A blog on Biomimicking and optimization of flow pattern in a Butterfly Valve.

The Butterfly valve (BV) is specially designed for the control, shut down, as well as activation of pipelines involving liquids as well as gases. The name comes from the way a butterfly lands with the wings moving up and down at a right angle, which is how a butterfly operates. Even though its operation sounds more like a ball valve, they are generally quarter-turn valves that allow a straight flow, bidirectional flow configuration, and step-by-step opening and closing of pipelines. They are capable of handling larger flow rates at lower pressure and fluids containing larger concentrations of suspended solids. In comparison to other categories of valves, it offers lower maintenance costs due to the small number of moving parts as well as its ability to limit the formation of vortices due to pressure variation. Butterfly valves must be installed away from pumps, other types of valves, and fittings at least 6 times the pipeline diameter to maintain recommended flow conditions.

Biomimicry literally means simulation of the living, and it is a branch of science that applies ideas from nature either to solve a problem or to invent things like the first flying machines influenced by eagles and owls. The field has evolved to current fighter jets, Boeing aircraft, etc. The technique usually adopts various ideas from nature and analyses them to see which works best. The goal of this concept is to invent sustainable and environment-friendly products without minimizing economic factors. By designing and production of items based upon natural materials and processes, we are striving for a better living harmony with nature.

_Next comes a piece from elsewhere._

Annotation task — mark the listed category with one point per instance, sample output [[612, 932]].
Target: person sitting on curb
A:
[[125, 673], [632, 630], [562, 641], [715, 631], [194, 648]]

Selection of Butterfly Valve

The BV finds application in numerous industries involving fluids. Since the valves are generally used for flow regulation, there are numerous instances where there is an effective loss in pressure due to skin friction while flowing through it. Apart from maintaining an insignificant pressure differential, it should also be able to bear forces from very high-velocity flows. So while selecting a particular type of BV for a specific application, many factors such as the pressure differential, total friction head loss in the pipeline, angle of opening, hydrodynamic torque, the torque acting on the surface of the valve while it is opened and closed, frictional torque against the rotation of valve shaft, packing & hub torque, hydrodynamic flow torque, coefficients of flow, and loss, must be considered.

The non-dimensional number-like flow coefficient is a major factor that plays a pivotal role in selecting BV for a particular application. The flow coefficient is proportional to the specific gravity of the fluid and inversely proportional to the pressure differential between the inlet and outlet of the valve. While many studies have shown that intermediate angles of opening for high speed as well as denser fluid flows may tend to produce higher values of flow coefficient, it tends to create vortices near the downstream pipe entrance which results in pressure loss, and this further enhanced by the roughness parameter of the internal surface.

Computational Analysis of the Biomimetic Model

Over the last few decades, many researchers have been working on technologies for improving the performance of BV by minimizing the skin friction coefficient with the aid of computational as well as experimental techniques, but most of the results were not promising due to the lack of discrepancy among the results. They also lacked technology for setting up high-precision experimentation as well as computational facilities for the same till the last decade. Now with the advancement of computational facilities as well as an emergence of a relatively new field called “biomimicry”, it is possible to analyze such complex flows by comparing similar phenomena from nature with the aid of computational techniques. The usage of the above-mentioned technologies made it possible for the researchers to analyze as well as optimize the losses encountered in pipelines and accessories.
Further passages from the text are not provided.